On 15 April 2010 at about 1900 hours along Chimanimani Road in Mutare, a Mercedes Benz motor vehicle belonging to the third respondent and being driven by the first respondent collided with a commuter omnibus belonging to the applicant and being driven by Moreblessing Magweka, causing damage to the omnibus. The applicant sued for damages for repair costs ($6,264.75) and loss of business ($17,840.00), alleging the collision was caused by the negligence of the first respondent acting within the course and scope of his employment by the second respondent. The applicant also sought to hold the third respondent liable on the basis that he was the director and CEO of the second respondent who had authorized the first respondent to drive his vehicle despite having no valid driver's licence. KARWI J issued judgment on 21 March 2012 in favour of the applicant against all three respondents jointly and severally. The respondents noted an appeal to the Supreme Court (SC 95/12) which was yet to be determined. The applicant then applied for leave to execute the judgment pending appeal, believing the appeal was noted merely to gain time.
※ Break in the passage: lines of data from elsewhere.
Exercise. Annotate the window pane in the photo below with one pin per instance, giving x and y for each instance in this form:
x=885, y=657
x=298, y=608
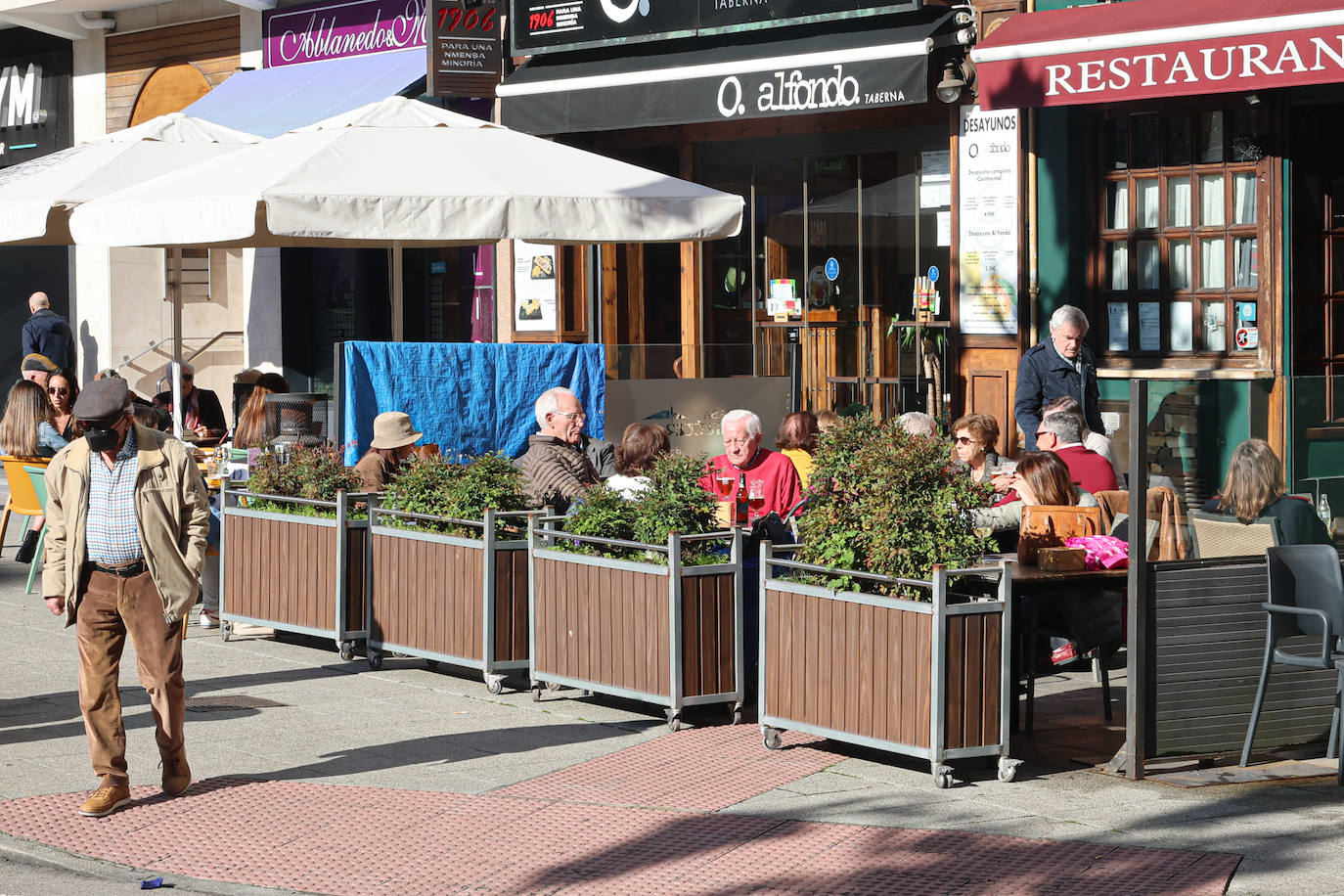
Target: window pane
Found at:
x=1117, y=143
x=1148, y=195
x=1117, y=204
x=1117, y=262
x=1211, y=201
x=1178, y=263
x=1148, y=263
x=1243, y=199
x=1245, y=262
x=1145, y=141
x=1176, y=151
x=1213, y=263
x=1210, y=137
x=1183, y=327
x=1117, y=316
x=1215, y=327
x=1178, y=202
The application for leave to execute pending appeal was dismissed. Each party was ordered to bear its own costs.
An appellant's absolute right to appeal must be upheld at all times unless it is clear to the court that the appeal has been noted not with the genuine intention of testing the correctness of the judgment appealed against and that execution pending appeal will not have the effect of defeating the appellant's absolute right. In exercising discretion on applications for leave to execute pending appeal, the court must determine what is just and equitable considering: (1) potentiality of irreparable harm to the appellant if execution is granted; (2) potentiality of irreparable harm to the respondent if execution is refused; (3) prospects of success on appeal and whether the appeal is frivolous, vexatious or noted to gain time or harass; and (4) the balance of hardship. Where the appeal raises pertinent legal issues and execution would render the appeal nugatory by disposing of property, while delay in execution would not cause irreparable harm to the judgment creditor, leave to execute should be refused.
The court noted that the original trial judgment by KARWI J was silent on the liability of the third respondent who was nevertheless ordered to pay damages, suggesting a potential issue with that judgment. The court also observed that it had thoroughly read the judgment and grounds of appeal and found that the respondents raised "very pertinent issues relating to vicarious liability and the quantum of damages," implying some sympathy with the respondents' position on appeal, though this was not determinative. The court expressed agreement with the observation that an application for leave to execute pending appeal cannot be determined solely on the basis that the appellant has no prospects of success, especially where execution would defeat the whole object of the appeal.
This case affirms the fundamental principle in Zimbabwean civil procedure that an appellant has an absolute right to appeal and to test the correctness of a lower court's decision before being called upon to satisfy the judgment. The case demonstrates the court's reluctance to interfere with this absolute right except in clear cases where the appeal is not bona fide. It provides guidance on the application of the South Cape Corporation principles in the Zimbabwean context and emphasizes that execution pending appeal should generally not be granted where it would render the appeal nugatory, even where the respondent has been waiting for years to enjoy the fruits of judgment. The case also illustrates the court's willingness to deprive even a successful party of costs where they have been tardy in prosecuting their case.